Liza Berger headshot
Liza Berger

Amid all the dark news emerging about the coronavirus and nursing homes, here’s a bright spot: Beaumont Rehabilitation and Skilled Nursing Center in Worcester County.

Since early April, the Massachusetts facility has been able to fill a unique role in the COVID-19 continuum: caring for COVID-19 patients discharged from the hospital. This story is a feel-good in various ways. Among them: The nursing home kept its own staff; the staff has adequate personal protective equipment and resources; the nearby hospital has provided needed infection control expertise; and it is not putting its own nursing home residents at risk with the chance that they will be exposed to the virus from hospital discharges.   

It is a situation that other top-flight nursing homes with similar profiles in comparable markets should emulate.

But here’s the catch: The nursing home didn’t do it alone. Matt Salmon, CEO of the company that owns Beaumont, told McKnight’s that it was the strength of the partnership among the various entities — the Department of Public Health, state Office of Health and Human Services, and UMass Memorial Medical Center — that made the transformation possible.

“We couldn’t have done it without the Department of Public Health and HHS,” he said. “Their help in managing waivers was critical to our success. What makes the project like this successful is an operator like us willing to take the risk; your Department of Public Health and HHS, who wanted to see this happen from a regulatory and oversight perspective; and support from a hospital that gave us insight into how the disease worked and how to set the building up,” Salmon said. “It got us to a stable and controlled position in terms of our infection control from the beginning.”
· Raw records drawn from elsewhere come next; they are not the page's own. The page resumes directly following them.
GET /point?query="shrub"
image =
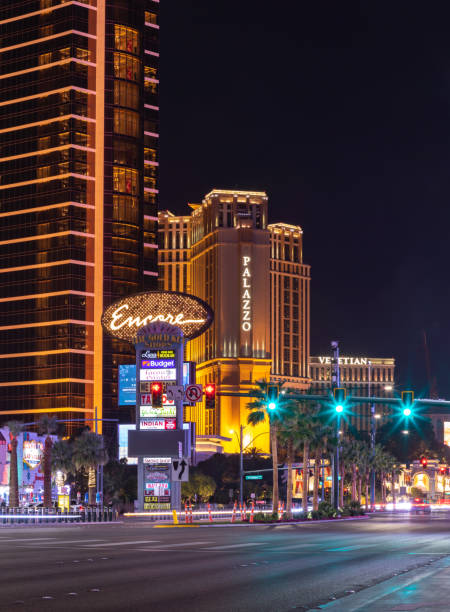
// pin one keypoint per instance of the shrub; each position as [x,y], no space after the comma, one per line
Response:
[326,510]
[354,508]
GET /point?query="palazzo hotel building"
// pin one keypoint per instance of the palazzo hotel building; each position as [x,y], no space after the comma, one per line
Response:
[252,275]
[78,191]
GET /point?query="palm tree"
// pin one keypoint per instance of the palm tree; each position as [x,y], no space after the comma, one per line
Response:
[88,453]
[259,413]
[62,455]
[15,429]
[47,426]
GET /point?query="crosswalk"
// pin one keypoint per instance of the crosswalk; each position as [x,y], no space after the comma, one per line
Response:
[215,545]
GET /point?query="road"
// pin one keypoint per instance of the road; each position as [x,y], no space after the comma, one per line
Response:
[134,566]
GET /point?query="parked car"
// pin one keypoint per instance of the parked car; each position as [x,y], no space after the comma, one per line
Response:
[419,505]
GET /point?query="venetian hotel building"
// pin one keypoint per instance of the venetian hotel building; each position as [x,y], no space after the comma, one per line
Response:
[78,189]
[253,276]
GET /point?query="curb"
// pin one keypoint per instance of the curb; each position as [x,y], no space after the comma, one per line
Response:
[280,524]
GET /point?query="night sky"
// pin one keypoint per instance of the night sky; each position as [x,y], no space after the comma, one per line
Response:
[341,112]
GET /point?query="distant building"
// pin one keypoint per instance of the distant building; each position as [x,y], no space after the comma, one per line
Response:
[253,276]
[361,376]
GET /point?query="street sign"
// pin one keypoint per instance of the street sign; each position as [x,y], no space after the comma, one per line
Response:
[180,470]
[194,393]
[175,392]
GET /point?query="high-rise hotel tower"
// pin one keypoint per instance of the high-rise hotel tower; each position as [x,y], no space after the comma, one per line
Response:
[78,189]
[253,276]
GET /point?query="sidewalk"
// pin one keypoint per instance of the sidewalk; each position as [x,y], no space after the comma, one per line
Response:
[425,589]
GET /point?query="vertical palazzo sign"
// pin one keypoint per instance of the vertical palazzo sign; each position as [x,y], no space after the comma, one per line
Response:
[246,299]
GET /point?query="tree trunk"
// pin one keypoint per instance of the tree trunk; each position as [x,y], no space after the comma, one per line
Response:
[47,469]
[354,481]
[273,443]
[341,487]
[290,459]
[316,479]
[305,477]
[13,476]
[92,485]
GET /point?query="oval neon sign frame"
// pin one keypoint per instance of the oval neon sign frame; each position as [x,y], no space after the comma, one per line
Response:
[125,317]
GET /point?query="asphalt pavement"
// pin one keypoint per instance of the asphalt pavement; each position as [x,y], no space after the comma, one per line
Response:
[385,562]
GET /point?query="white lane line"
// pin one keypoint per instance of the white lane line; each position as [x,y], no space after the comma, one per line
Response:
[235,546]
[349,548]
[122,543]
[164,546]
[18,540]
[63,542]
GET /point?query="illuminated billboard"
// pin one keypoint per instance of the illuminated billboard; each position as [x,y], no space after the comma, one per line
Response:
[123,443]
[125,317]
[127,385]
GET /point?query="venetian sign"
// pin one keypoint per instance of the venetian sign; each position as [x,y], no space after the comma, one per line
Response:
[125,317]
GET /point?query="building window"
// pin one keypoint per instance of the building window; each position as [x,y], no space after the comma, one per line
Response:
[125,180]
[126,39]
[126,67]
[126,122]
[126,94]
[125,209]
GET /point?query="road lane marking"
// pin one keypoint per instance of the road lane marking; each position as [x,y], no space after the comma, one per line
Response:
[122,543]
[349,548]
[25,539]
[225,547]
[164,546]
[61,542]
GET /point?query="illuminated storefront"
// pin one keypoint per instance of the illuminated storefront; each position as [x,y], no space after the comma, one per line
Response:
[253,277]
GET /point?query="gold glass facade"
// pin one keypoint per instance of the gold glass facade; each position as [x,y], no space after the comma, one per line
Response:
[77,219]
[225,253]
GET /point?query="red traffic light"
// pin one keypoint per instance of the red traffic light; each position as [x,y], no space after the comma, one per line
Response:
[210,396]
[210,390]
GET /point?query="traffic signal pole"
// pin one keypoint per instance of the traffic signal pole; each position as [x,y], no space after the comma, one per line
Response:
[335,383]
[372,441]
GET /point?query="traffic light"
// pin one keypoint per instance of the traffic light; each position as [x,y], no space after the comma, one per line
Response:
[210,395]
[156,391]
[339,394]
[272,396]
[407,401]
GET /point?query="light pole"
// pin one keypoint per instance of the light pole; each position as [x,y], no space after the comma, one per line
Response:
[241,457]
[336,382]
[372,440]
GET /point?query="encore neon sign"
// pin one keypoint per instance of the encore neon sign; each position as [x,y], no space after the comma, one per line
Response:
[125,317]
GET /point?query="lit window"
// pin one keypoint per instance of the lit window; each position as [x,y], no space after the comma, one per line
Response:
[126,39]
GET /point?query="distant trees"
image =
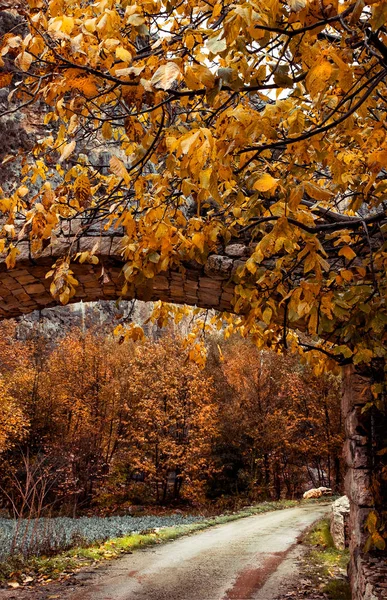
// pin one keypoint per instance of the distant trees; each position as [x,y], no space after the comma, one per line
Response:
[280,425]
[120,424]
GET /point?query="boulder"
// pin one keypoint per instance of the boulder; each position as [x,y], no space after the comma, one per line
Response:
[317,493]
[339,522]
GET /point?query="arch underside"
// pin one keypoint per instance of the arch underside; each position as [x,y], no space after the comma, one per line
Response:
[25,288]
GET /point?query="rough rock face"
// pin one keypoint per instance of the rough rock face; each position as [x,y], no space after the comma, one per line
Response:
[55,322]
[317,493]
[340,522]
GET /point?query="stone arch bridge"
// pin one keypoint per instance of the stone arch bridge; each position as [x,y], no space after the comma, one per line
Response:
[25,288]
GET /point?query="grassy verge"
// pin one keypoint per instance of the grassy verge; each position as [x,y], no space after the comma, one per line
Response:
[326,566]
[18,570]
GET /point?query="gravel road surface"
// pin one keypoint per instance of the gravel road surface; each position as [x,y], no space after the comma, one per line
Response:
[249,559]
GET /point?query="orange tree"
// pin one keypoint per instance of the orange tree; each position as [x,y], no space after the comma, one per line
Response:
[243,120]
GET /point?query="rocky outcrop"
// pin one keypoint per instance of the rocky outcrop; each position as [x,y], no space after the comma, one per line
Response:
[317,493]
[340,522]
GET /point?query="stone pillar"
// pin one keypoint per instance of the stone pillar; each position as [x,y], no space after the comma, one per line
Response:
[364,436]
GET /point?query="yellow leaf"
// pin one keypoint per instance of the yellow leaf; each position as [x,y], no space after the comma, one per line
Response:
[23,61]
[67,151]
[347,252]
[107,131]
[165,76]
[118,168]
[123,54]
[198,241]
[5,79]
[67,24]
[318,77]
[266,183]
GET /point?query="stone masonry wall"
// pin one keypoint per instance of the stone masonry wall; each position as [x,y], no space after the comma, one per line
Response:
[368,573]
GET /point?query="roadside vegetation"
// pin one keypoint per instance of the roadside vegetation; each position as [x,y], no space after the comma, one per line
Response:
[98,428]
[17,569]
[323,572]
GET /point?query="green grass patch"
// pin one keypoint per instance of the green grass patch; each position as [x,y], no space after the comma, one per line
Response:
[327,563]
[43,568]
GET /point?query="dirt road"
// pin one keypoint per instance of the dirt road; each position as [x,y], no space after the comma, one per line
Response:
[249,559]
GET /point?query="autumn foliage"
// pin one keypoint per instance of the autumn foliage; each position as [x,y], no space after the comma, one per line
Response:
[113,425]
[260,122]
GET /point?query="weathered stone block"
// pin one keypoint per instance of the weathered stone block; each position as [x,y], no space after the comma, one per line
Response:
[237,250]
[218,267]
[35,289]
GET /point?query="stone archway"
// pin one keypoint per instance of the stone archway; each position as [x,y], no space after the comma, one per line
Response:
[25,288]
It was a big decision to make. Evacuating 139 residents safely is no small feat. Add to that the inevitable pushback from families and staff, and you’ve got a heavy lift. Fortunately, much of that early trepidation has been eased as residents are settling into their new homes, families have adapted, and staff are adjusting to their new facility.

“Staff feel good because they have PPE, they have good training and education, and are getting good support from the hospital,” Salmon said. “I think they were apprehensive and scared because no one really knew what it meant. There were moments of shock that they have, for the most part, recovered from.”

As for families? Most were understanding; about eight were livid. Not the worst breakdown, according to Salmon, whose grandparents started the business. He said the facility is only going to break even financially and that he did not feel he had a choice about converting the facility. “We understood the disruption this was going to have. We need to protect [residents’] physical health before we work on mental health. The alternative looked pretty bleak.”

He and the building took a leap of faith. In this crisis, whose destruction knows no bounds and which currently has no end in sight, linking arms and jumping may be the best way to survive it.

Liza Berger is Senior Editor at McKnight’s Long-Term Care News.